The full Rescue Plan can be found below:
Press Release: UCI
Medical care resources along the route
- 32 Marshalls
- 4 Paramedics
- 4 Mountain rescuers
- 4 Staff of the biker rescue service
- 1 Operations manager = emergency paramedic
- 1 Emergency doctor
- 3 equipped helicopter landing pads
- 2 Ambulance vehicles
- 1 Quad of biker rescue
- Direct radio connection to the state control centre Rotes Kreuz Salzburg
Additionally: 1 paramedic in the finish and 1 additional paramedic on call in the finish area
Special material equipment for medical care
Mountain Rescue Service:
4 UT-2000 (Special stretcher for terrain)

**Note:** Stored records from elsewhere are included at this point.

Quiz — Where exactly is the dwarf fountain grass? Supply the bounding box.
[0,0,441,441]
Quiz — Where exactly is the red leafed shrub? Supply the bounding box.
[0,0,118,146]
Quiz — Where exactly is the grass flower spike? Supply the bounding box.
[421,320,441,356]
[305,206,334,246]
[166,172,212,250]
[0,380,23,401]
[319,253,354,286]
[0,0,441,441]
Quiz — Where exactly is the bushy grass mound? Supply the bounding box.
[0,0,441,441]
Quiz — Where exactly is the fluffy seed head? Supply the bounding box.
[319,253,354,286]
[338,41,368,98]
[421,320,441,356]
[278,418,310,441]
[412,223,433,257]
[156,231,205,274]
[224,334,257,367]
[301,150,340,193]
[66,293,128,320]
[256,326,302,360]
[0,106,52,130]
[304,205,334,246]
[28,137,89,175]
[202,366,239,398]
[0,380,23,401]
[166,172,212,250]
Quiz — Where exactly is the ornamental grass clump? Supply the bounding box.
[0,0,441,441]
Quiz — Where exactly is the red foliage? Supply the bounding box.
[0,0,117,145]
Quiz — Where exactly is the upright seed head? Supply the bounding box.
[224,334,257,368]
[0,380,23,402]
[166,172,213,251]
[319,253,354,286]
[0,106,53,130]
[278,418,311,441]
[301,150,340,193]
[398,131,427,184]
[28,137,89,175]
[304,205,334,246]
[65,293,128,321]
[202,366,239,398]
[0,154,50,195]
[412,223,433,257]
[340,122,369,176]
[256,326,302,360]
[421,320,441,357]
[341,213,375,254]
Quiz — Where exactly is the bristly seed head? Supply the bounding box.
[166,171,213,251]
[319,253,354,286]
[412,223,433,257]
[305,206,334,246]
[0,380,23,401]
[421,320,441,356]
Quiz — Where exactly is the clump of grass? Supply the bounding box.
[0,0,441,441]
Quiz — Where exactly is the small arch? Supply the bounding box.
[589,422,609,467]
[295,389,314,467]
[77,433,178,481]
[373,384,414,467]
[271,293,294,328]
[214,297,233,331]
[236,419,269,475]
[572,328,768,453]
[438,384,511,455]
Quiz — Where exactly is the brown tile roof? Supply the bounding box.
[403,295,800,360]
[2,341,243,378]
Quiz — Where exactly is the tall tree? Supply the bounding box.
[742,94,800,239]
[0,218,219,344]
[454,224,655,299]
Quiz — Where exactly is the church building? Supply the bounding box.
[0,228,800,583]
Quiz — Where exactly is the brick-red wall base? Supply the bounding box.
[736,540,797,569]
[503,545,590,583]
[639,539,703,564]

Vacuum mattress and rescue sheet for direct transfer to the rescue helicopter
Medumat for possible ventilation of patients requiring intensive care
LP15 – EKG for monitoring/ reanimation
Various emergency medicines
Every paramedic always has digital radios - permanent radio connection
HWS- Immobilization collar
Ambulance backpack for medical care of the injured person
Vacuum mattress and scoop stretcher, rescue sheet for removal/transfer
Operating times (average):
Marshall to Injured person - 30sec. to the radio message
Paramedic to Injured person - 3 min
Mountain rescuers to Injured person - 3 min
Operations manager to Injured person - 8 min
Emergency doctor to Injured person - 8 min
Rescue helicopter to Place of operation from 6 to 12 minutes
Rescue helicopter to Hospital 5 min
Ambulance vehicle to Hospital 16 min
(Krankenhaus – Tauernklinikum Zell am See; Medical practitioner Dr. Rainer 5 min)
Procedure of an operation:
1. marshall radios to head of operations
2. operations manager sends mountain rescue and paramedics to the
casualty/Marshall, at the same time emergency doctor on the way to the casualty
3. primary care by paramedics
4. rescue by the mountain rescue service and biker rescue / supply by paramedics - if
necessary parallel alerting of emergency helicopter
5. in the case of seriously injured persons, the emergency doctor and head of
operations are immediately called in
6. direct rope rescue by the rescue helicopter if necessary
7. rescue to the transfer point to the Red Cross vehicle
8. transport by ambulance or rescue helicopter to the hospital
85% of the trail are directly accessible via a forest path. Along the last 15% of the trail there are a total of 3 rescue routes, so that an injured person can leave the steep forest terrain as quickly as possible. Mountain rescuers and paramedics are positioned directly along the route (key points); minor injuries (abrasions, ...) are treated by the paramedic/doctor in the first aid room directly at the valley station.